ROMA – Chi organizza un ‘picchetto’ davanti alla scuola, impedendo a compagni e insegnanti di entrare per svolgere o seguire le lezioni, puo’ andare incontro a una condanna per violenza privata e interruzione di pubblico servizio.
Lo si evince da una sentenza con cui la quinta sezione penale della Cassazione, rigettando il ricorso di un giovane, all’epoca dei fatti non ancora maggiorenne, che era finito sotto processo per aver bloccato, assieme ad altri, le porte di un istituto scolastico di Mestre, impedendo l’entrata a chi non aderiva alla manifestazione in atto. Al ragazzo, giudicato con rito abbreviato, il gup del tribunale dei minorenni di Venezia aveva concesso il perdono giudiziale, ma la difesa aveva comunque proposto ricorso in Cassazione.

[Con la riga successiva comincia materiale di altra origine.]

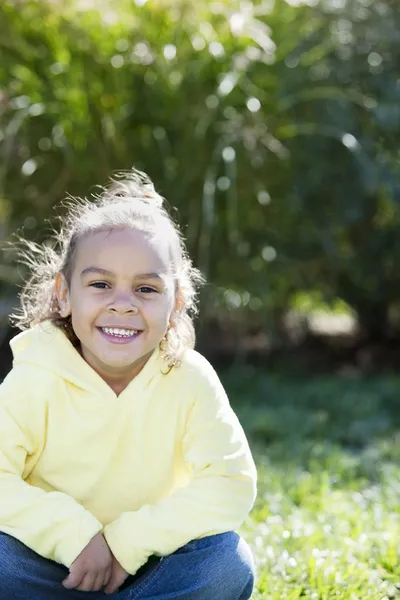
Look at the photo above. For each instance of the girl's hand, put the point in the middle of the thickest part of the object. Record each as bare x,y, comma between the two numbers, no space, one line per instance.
92,569
118,576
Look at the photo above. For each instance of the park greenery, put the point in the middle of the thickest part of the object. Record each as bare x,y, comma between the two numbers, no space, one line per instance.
272,126
326,523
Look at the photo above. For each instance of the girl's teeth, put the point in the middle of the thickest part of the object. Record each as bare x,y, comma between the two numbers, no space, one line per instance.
120,332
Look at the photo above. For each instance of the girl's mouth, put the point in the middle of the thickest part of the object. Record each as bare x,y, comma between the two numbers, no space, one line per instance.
117,334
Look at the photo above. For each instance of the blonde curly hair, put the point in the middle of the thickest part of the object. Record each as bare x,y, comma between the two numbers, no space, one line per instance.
130,201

La Suprema Corte, con una sentenza depositata oggi, ha rilevato che “l’impedimento frapposto dal ricorrente ai compagni di scuola e al corpo docente, ad entrare nell’edificio scolastico, rappresenta un dippiu’ rispetto all’impedimento o al disturbo del normale svolgimento delle lezioni”.
I giudici del merito, sottolinea la Cassazione, “non hanno affatto negato al ricorrente la titolarita’ del ‘diritto di sciopero’ (diritto peraltro difficilmente riconducibile alle situazioni soggettifve ravvisabili in capo allo ‘studente’), di riunione o di manifestazione del pensiero”, ma hanno “chiaramente affermato in aderenza alla giurisprudenza di questa Corte, che lo stesso esercizio di diritti fondamentali, quali quello di sciopero, riunione e di manifestazione del pensiero, cessa di essere legittimo quando travalichi nella lesione di altri interessi costituzionalmente garantiti”.
Esattamente, continua la Corte, “come avvenuto nella specie, giacche’ l’occupazione temporanea della scuola (per circa 2 ore), ha di fatto impedito ai non manifestanti di svolgere le consuete attivita’ di studio per un tempo apprezzabile, con conseguente ingiustificata compressione dei loro diritti”. In sintesi, “nessuna norma autorizzava l’imputato ad associarsi con altri studenti nella maniera da lui pretesa e a comprimere il diritto di coloro che volevano partecipare allo svolgimento delle lezioni o a rendere la prestazione lavorativa”.